Somehow, the NRA has a different perspective.  They have offered bills in 15 states - and were defeated 15 times.  Yet, they continue to insist that a well armed community can police itself and defend itself from terrorism.

This, despite the fact that, as reported by the Sun Sentinel, that
Florida A&M police chief Terence Calloway.... cited a 2009 poll of campus police chiefs that found just 5 percent supported the idea. And a 2014 study produced by Ball State University found similar opposition among college presidents, while polls of campuses throughout the country have regularly turned up student opposition in the 70 to 80 percent range.
I was at a shooting.  It was chaos. A passerby was armed.  He chose to throw a plastic lawn chair rather than fire his weapon.

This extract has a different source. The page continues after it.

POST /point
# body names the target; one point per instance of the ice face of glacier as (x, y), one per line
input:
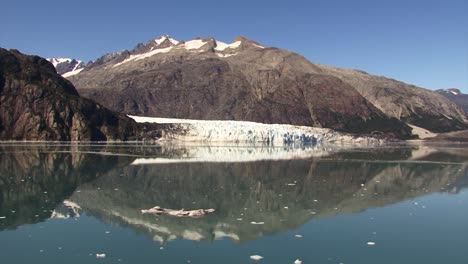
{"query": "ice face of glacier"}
(244, 132)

That's right.  The only armed man besides the shooter selected lawn furniture as his weapon of choice.  He worried about hitting an innocent in the cross-fire.  He worried about being identified as the assailant by the police.  He took the least lethal course of action because he was well-trained and thoughtful.

Our shooter was angry.  He was passionate.  He was self-absorbed.  He knew he was right.  He was a man on a mission, a person poised on the edge who toppled off into the abyss.

I knew a lot of people just like that when I was in college.  We were protesting the draft, the war, racism and inequality.  We were angry and passionate and we knew we were right.

We didn't have weaponry to prove our point.

I remember the outrage when the National Guard opened fire on the students at Kent State.  Guns on campus seemed an outrageous overreaching.  College is a place to learn, not to dodge bullets.  There was an emotional disconnect between the rifles and the kids.... a disconnect which was appropriate but which seems to have disappeared over the passing years.

We teach our youngest students to use your words when conflict arises.  How effective can that mantra be when teachers and support staff are armed?

Perhaps we are desensitized to the enormity of the awfulness; these mass shootings happen so often that Tucson is a long-forgotten memory.  But it is very real to me, to my family, to my friends, to the survivors' community, to those who have lost a loved one or been damaged ourselves.

A good guy with a gun threw lawn furniture at the shooter.

That's a dispositive answer to an awful question.

More weapons are not the answer.

2 comments:

  1. This whole thing makes me absolutely ill. Why do we have to have guns everywhere? I was looking at Sephora yesterday and there was even a perfume called Juliette Has a Gun. Really?! We even have guns in our makeup Web sites? FGS, enough already with the proliferation of guns. Guns everywhere is not the answer. I just wish people would wake-up.



    Sending hugs!


    Megan xxx

    ReplyDelete
    Replies
    1. on makeup?!?!? Oh, dear. SO glad my kids are grown... and so worried about my grandbaby.